Taranto – Salvare l’Ilva dopo il maxi sequestro di 81,1 miliardi di euro e le dimissioni del cda dell’azienda: è questo l’obiettivo dell’incontro, oggi a Roma, tra il ministro per lo Sviluppo economico Flavio Zanonato, l’amministratore delegato dimissionario, Enrico Bondi, e il governatore pugliese Nichi Vendola. Incontro al quale domani seguirà un vertice dell’esecutivo, con il premier Enrico Letta e il ministro dell’Ambiente Andrea Orlando.
Già alla vigilia Zanonato aveva indicato nel risanamento dell’Ilva l’unica strada da seguire in quanto un blocco dell’azienda metterebbe in crisi tutta l’industria siderurgica italiana, con possibili ripercussioni anche sulla meccanica. Per il ministro quindi l’Ilva deve essere risanata. “Non esiste un’alternativa: non è che se la chiudiamo risolviamo il problema ambientale, ma ci troveremmo una nuova Bagnoli “.
Il governo è quindi deciso a trovare una soluzione che garantisca la continuità della produzione e l’attuazione dell’Aia. E per fare questo intende conoscere da Bondi che tipo di situazione finanziaria c’è, e se il sequestro pregiudichi o meno l’operatività della società.
Cresce intanto la preoccupazione dei sindacati.

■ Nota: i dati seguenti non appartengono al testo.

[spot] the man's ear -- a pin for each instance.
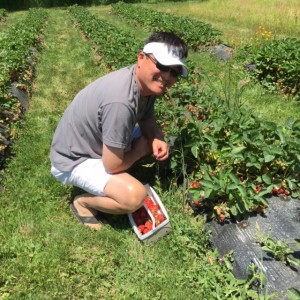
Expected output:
(141, 55)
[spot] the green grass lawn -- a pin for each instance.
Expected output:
(46, 254)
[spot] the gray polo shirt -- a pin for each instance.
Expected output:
(104, 112)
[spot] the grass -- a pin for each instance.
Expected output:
(269, 106)
(12, 19)
(45, 253)
(239, 19)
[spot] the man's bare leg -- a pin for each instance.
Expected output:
(124, 194)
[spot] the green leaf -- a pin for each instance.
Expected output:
(268, 157)
(242, 191)
(209, 184)
(233, 210)
(267, 179)
(195, 150)
(237, 150)
(234, 178)
(296, 125)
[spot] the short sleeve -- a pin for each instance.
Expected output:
(116, 121)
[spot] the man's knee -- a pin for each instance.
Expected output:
(135, 199)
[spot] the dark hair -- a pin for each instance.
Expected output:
(171, 39)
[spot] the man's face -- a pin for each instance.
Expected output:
(151, 80)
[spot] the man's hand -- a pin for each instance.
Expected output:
(160, 149)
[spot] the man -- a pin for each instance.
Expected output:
(97, 139)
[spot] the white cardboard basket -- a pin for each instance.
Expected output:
(158, 231)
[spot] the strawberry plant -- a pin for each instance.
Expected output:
(149, 216)
(277, 65)
(194, 32)
(16, 65)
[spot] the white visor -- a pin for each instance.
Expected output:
(168, 56)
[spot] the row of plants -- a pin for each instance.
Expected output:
(120, 44)
(229, 158)
(197, 34)
(276, 62)
(237, 157)
(222, 266)
(277, 65)
(17, 59)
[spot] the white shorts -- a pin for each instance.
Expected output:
(90, 175)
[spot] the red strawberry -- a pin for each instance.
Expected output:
(146, 230)
(148, 225)
(161, 218)
(141, 228)
(221, 218)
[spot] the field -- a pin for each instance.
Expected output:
(46, 254)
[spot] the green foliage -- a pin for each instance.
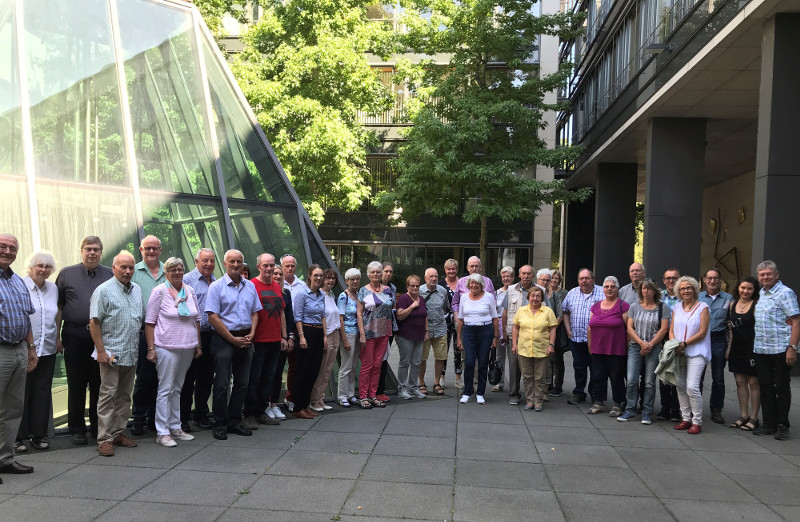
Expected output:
(305, 73)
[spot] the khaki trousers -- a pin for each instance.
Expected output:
(114, 403)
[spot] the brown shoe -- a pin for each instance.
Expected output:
(106, 449)
(124, 441)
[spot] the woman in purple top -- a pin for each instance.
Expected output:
(412, 330)
(608, 344)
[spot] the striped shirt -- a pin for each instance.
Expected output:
(578, 305)
(15, 308)
(119, 310)
(774, 306)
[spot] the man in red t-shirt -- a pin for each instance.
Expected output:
(269, 340)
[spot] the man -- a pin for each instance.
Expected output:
(76, 284)
(17, 353)
(232, 306)
(200, 376)
(269, 341)
(670, 407)
(576, 311)
(148, 274)
(629, 293)
(116, 315)
(438, 306)
(718, 303)
(777, 336)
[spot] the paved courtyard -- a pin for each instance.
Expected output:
(430, 459)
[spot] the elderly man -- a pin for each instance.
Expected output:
(17, 353)
(76, 284)
(437, 303)
(232, 306)
(629, 292)
(200, 376)
(148, 274)
(270, 340)
(777, 336)
(576, 311)
(718, 303)
(670, 407)
(116, 316)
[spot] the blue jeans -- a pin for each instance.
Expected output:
(634, 367)
(477, 340)
(581, 361)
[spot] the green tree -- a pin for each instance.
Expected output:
(474, 140)
(305, 73)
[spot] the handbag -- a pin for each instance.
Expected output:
(495, 370)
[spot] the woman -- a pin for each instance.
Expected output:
(273, 410)
(533, 340)
(648, 325)
(507, 277)
(172, 331)
(477, 332)
(741, 361)
(310, 321)
(39, 382)
(374, 314)
(348, 315)
(412, 330)
(608, 342)
(334, 331)
(690, 320)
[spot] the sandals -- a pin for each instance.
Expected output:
(750, 425)
(738, 423)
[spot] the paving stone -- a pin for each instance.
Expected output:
(420, 470)
(319, 464)
(503, 475)
(481, 504)
(130, 511)
(315, 495)
(383, 499)
(106, 482)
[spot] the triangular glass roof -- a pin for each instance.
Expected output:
(182, 158)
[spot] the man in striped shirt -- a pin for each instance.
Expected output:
(115, 314)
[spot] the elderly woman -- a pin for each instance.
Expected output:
(310, 321)
(741, 359)
(507, 277)
(349, 351)
(608, 345)
(38, 383)
(477, 332)
(172, 331)
(412, 331)
(690, 320)
(533, 340)
(334, 331)
(648, 325)
(374, 313)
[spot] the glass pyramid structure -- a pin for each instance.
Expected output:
(120, 118)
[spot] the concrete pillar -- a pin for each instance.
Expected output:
(673, 206)
(580, 240)
(615, 220)
(777, 181)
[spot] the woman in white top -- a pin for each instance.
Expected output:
(38, 384)
(690, 319)
(477, 332)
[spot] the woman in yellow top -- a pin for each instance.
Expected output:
(533, 339)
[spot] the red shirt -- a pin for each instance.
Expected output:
(268, 329)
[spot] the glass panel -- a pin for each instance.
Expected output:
(247, 169)
(185, 227)
(172, 149)
(75, 115)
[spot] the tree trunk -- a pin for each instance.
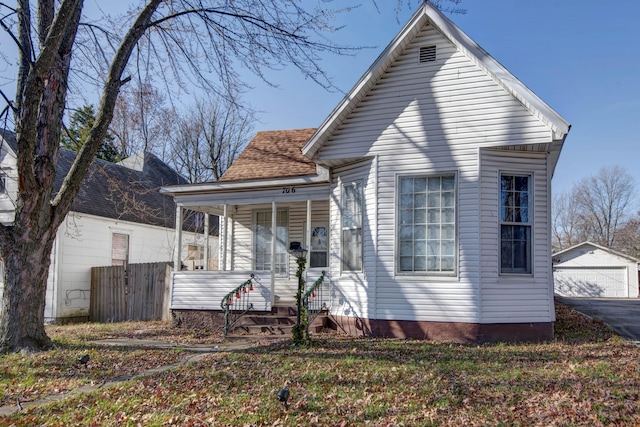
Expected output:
(23, 300)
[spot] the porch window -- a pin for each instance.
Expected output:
(195, 256)
(319, 251)
(352, 226)
(515, 224)
(427, 224)
(262, 241)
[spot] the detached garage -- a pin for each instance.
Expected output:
(591, 270)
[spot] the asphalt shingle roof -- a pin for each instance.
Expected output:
(273, 154)
(115, 191)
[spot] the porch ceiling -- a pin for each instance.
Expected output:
(213, 200)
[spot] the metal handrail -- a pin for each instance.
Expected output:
(236, 303)
(312, 300)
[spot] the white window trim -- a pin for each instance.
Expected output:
(314, 224)
(342, 228)
(427, 274)
(274, 228)
(531, 208)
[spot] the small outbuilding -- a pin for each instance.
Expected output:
(423, 198)
(591, 270)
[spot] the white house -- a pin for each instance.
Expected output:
(118, 217)
(425, 195)
(591, 270)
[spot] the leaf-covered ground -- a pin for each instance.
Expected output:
(587, 377)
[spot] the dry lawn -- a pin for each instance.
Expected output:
(587, 377)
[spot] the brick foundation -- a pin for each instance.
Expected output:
(445, 331)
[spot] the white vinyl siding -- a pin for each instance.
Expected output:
(427, 119)
(352, 203)
(352, 292)
(319, 247)
(517, 297)
(262, 239)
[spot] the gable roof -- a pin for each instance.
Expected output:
(595, 245)
(272, 154)
(10, 138)
(428, 15)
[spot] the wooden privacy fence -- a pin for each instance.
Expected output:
(134, 292)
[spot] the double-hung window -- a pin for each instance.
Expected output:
(319, 250)
(352, 197)
(515, 223)
(263, 239)
(427, 224)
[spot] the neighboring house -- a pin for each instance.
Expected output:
(591, 270)
(118, 217)
(425, 196)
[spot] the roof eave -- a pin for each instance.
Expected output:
(558, 125)
(175, 190)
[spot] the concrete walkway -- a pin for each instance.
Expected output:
(198, 351)
(620, 314)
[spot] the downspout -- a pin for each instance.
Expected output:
(274, 218)
(307, 244)
(205, 267)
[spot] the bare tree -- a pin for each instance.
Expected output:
(603, 201)
(209, 139)
(598, 208)
(184, 39)
(141, 120)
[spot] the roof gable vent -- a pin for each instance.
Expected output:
(427, 54)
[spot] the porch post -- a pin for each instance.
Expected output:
(274, 218)
(177, 256)
(206, 242)
(224, 246)
(307, 244)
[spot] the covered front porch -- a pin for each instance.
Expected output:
(258, 222)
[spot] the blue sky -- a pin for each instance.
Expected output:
(582, 58)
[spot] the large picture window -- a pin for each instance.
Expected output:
(352, 226)
(515, 224)
(427, 224)
(319, 250)
(262, 241)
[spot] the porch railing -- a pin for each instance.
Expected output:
(313, 301)
(237, 303)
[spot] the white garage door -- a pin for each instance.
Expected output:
(610, 282)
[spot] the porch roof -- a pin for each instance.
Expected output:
(270, 169)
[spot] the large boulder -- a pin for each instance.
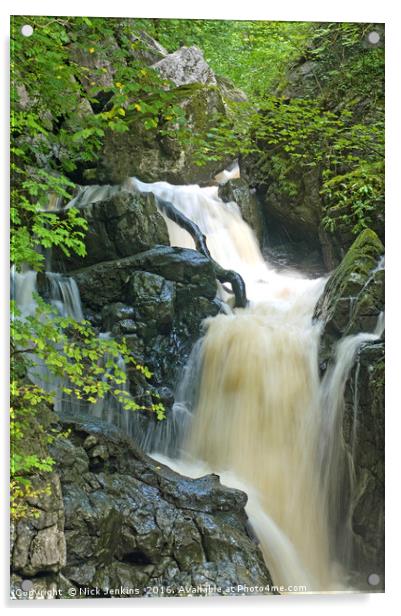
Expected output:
(157, 299)
(184, 66)
(353, 297)
(107, 281)
(152, 156)
(120, 223)
(133, 527)
(353, 302)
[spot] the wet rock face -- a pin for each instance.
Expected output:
(153, 157)
(351, 303)
(123, 224)
(364, 439)
(157, 299)
(238, 190)
(184, 66)
(353, 297)
(38, 541)
(130, 521)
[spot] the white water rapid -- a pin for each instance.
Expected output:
(251, 406)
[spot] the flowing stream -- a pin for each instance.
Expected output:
(251, 406)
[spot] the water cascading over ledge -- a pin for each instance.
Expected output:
(251, 406)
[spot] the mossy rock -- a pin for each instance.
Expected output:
(353, 297)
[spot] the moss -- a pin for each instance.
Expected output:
(351, 275)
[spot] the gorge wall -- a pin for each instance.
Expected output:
(110, 515)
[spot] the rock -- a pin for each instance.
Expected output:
(364, 417)
(352, 301)
(107, 282)
(146, 49)
(238, 190)
(39, 542)
(229, 91)
(152, 157)
(122, 225)
(157, 300)
(184, 66)
(153, 297)
(130, 526)
(133, 522)
(353, 297)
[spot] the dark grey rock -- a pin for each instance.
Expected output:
(125, 224)
(107, 282)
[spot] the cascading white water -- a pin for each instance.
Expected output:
(261, 416)
(251, 406)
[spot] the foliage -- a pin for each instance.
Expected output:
(55, 357)
(70, 83)
(333, 122)
(77, 78)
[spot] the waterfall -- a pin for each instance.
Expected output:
(250, 405)
(260, 417)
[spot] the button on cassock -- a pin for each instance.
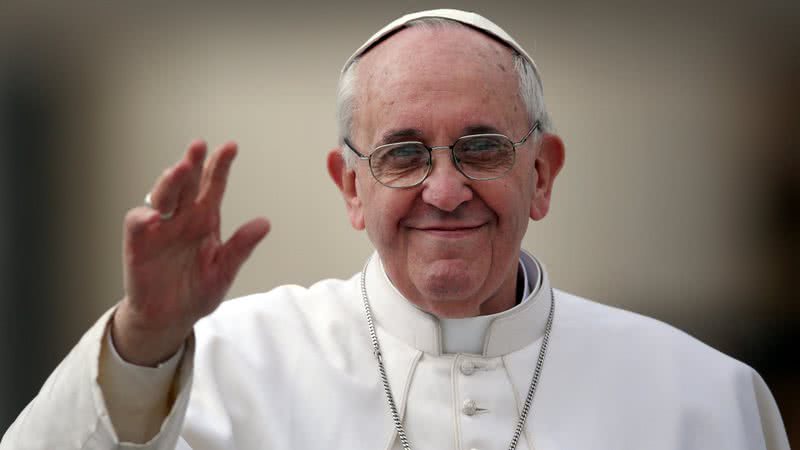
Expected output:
(467, 368)
(469, 407)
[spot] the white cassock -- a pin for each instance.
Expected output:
(294, 369)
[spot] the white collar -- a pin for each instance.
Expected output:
(493, 335)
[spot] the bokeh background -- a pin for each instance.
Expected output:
(680, 197)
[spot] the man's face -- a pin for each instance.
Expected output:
(450, 245)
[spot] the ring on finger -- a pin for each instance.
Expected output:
(149, 203)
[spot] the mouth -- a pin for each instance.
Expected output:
(451, 231)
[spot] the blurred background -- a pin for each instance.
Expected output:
(680, 197)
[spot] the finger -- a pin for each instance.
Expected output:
(239, 246)
(195, 156)
(139, 219)
(215, 175)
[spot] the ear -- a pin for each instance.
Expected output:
(345, 179)
(549, 162)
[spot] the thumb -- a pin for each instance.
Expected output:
(239, 246)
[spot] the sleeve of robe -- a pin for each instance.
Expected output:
(70, 411)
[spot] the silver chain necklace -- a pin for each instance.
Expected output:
(398, 424)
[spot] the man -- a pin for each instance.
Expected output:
(451, 337)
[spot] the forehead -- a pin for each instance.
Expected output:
(426, 77)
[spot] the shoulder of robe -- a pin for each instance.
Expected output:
(631, 338)
(290, 313)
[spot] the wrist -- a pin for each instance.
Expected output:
(144, 345)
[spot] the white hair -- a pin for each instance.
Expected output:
(530, 88)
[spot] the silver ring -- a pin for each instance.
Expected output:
(149, 203)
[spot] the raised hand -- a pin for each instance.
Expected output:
(177, 269)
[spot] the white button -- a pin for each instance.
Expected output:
(469, 408)
(468, 368)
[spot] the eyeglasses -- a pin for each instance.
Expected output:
(477, 156)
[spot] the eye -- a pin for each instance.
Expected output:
(480, 147)
(404, 151)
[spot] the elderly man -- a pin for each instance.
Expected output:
(450, 338)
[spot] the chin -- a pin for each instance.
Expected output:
(449, 282)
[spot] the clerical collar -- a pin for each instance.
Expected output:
(492, 335)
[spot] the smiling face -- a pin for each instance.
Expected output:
(450, 245)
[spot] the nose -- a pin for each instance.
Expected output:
(445, 188)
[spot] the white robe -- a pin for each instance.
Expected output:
(294, 369)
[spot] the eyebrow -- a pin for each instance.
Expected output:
(400, 134)
(480, 129)
(415, 134)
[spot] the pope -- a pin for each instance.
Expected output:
(451, 337)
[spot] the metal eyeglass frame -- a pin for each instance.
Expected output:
(536, 125)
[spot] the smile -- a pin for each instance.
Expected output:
(451, 231)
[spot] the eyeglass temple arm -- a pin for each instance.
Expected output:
(353, 149)
(535, 126)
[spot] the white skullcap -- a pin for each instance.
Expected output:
(468, 18)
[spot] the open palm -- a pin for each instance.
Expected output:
(177, 269)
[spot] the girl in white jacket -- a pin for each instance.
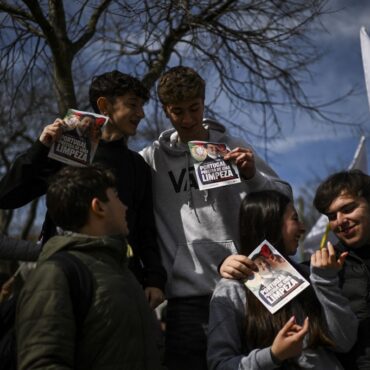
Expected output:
(304, 333)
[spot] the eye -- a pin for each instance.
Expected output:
(349, 208)
(331, 216)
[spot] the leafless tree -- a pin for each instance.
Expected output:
(254, 54)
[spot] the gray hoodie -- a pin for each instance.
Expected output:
(197, 229)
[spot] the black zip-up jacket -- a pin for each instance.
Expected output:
(28, 177)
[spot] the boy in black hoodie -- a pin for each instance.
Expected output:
(121, 97)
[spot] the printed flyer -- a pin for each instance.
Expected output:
(211, 169)
(80, 138)
(277, 281)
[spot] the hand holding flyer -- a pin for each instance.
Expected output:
(277, 281)
(211, 169)
(77, 145)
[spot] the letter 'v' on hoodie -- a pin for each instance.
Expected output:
(198, 229)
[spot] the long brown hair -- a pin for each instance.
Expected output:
(261, 217)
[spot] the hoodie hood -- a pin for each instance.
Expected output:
(170, 143)
(113, 244)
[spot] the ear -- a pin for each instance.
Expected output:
(165, 110)
(97, 207)
(104, 105)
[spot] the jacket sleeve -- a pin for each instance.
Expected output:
(27, 177)
(144, 238)
(342, 322)
(45, 326)
(225, 350)
(18, 250)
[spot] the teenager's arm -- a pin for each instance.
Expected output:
(342, 322)
(45, 324)
(27, 177)
(144, 242)
(18, 250)
(257, 174)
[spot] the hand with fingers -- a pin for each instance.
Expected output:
(326, 258)
(288, 342)
(51, 133)
(237, 267)
(244, 159)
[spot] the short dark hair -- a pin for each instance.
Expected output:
(261, 217)
(114, 84)
(71, 191)
(180, 84)
(353, 182)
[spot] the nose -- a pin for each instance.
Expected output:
(341, 218)
(140, 112)
(186, 119)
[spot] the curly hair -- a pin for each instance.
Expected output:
(180, 84)
(353, 182)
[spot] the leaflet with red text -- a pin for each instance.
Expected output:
(80, 138)
(211, 169)
(277, 281)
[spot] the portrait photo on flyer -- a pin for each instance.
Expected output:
(277, 281)
(81, 134)
(211, 169)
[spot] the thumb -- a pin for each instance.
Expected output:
(301, 333)
(342, 258)
(288, 325)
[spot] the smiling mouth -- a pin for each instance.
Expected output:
(345, 229)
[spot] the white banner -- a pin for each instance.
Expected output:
(365, 50)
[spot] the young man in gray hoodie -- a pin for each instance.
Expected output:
(196, 229)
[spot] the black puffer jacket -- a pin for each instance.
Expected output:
(355, 284)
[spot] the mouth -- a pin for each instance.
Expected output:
(135, 123)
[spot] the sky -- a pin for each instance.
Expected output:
(311, 150)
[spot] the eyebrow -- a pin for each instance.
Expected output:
(341, 208)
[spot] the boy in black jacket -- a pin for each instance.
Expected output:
(121, 97)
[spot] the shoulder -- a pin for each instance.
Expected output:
(137, 158)
(229, 290)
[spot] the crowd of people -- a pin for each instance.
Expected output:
(147, 234)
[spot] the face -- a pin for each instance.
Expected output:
(349, 218)
(292, 230)
(126, 113)
(187, 118)
(115, 214)
(212, 150)
(85, 124)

Per Marco Bentivogli (Fim Cisl) «è inaccettabile che ambiente e lavoratori paghino sempre e bisogna fare in modo che la magistratura renda disponibili i soldi sequestrati per salari, attività produttive e ambientalizzazione».
Il segretario nazionale della Fiom-Cgil, Maurizio Landini, sottolinea che “l’obiettivo di tutti, sindacato compreso, è quello di continuare a produrre acciaio. Dobbiamo, anche nelle condizioni difficili che ci si parano davanti, trovare una continuità produttiva per mantenere l’industria dell’acciaio nel nostro Paese” Per Landini “è importante dare un assetto proprietario all’Ilva che riporti fiducia e ridia forza al progetto produttivo. Per questo serve un intervento straordinario, un intervento diretto dello Stato, come peraltro dice il decreto ‘salva Ilva’, per salvare l’impresa e garantire gli investimenti.
L’occupazione della fabbrica minaccia invece l’’Usb (Unione sindacale di base). “Abbiamo ripetuto sino alla nausea – è spiegato in una nota – che la soluzione migliore era quella dell’esproprio, della nazionalizzazione e non degli ammortizzatori sociali e dei contratti di solidarietà. Invece altri hanno supinamente firmato, assecondato, tradito il loro mandato e i lavoratori, senza nemmeno consultarli”.
Oltre alla nazionalizzazione, l’Usb chiede al governo di “affrontare l’emergenza sanitaria tarantina”, di “avviare bonifiche e risanamento ambientale”, di salvaguardare l’occupazione dei dipendenti diretti e dell’indotto. “E nessuno – conclude la nota – ci dica che non ci sono soldi. Sono disponibili, dopo i sequestri, 9,3 miliardi di euro”.
Rassicuranti le dichiarazioni del sottosegretario allo Sviluppo economico, Claudio De Vincenti. “Vorrei che fosse chiaro ai lavoratori e ai cittadini di Taranto – ha detto – che il governo non li lascerà soli. E’ interesse nazionale la continuità produttiva degli stabilimenti nel rispetto della salute e dell’ambiente”.
Auspicando un ripensamento da parte dei vertici dimissionari della società, De Vincienti ha precisato che occorre “prima di tutto chiedere all’azienda il massimo impegno per realizzare gli investimenti che consentano di applicare l’AIA. Valuteremo tutte le prospettive che si aprono in questo momento. Tutte le istituzioni devono assumere una forte responsabilità nei confronti dell’interesse generale del paese che è quello di avere una siderurgia forte, compatibile con ambiente e salute. All’azienda chiediamo di muoversi in questa direzione”.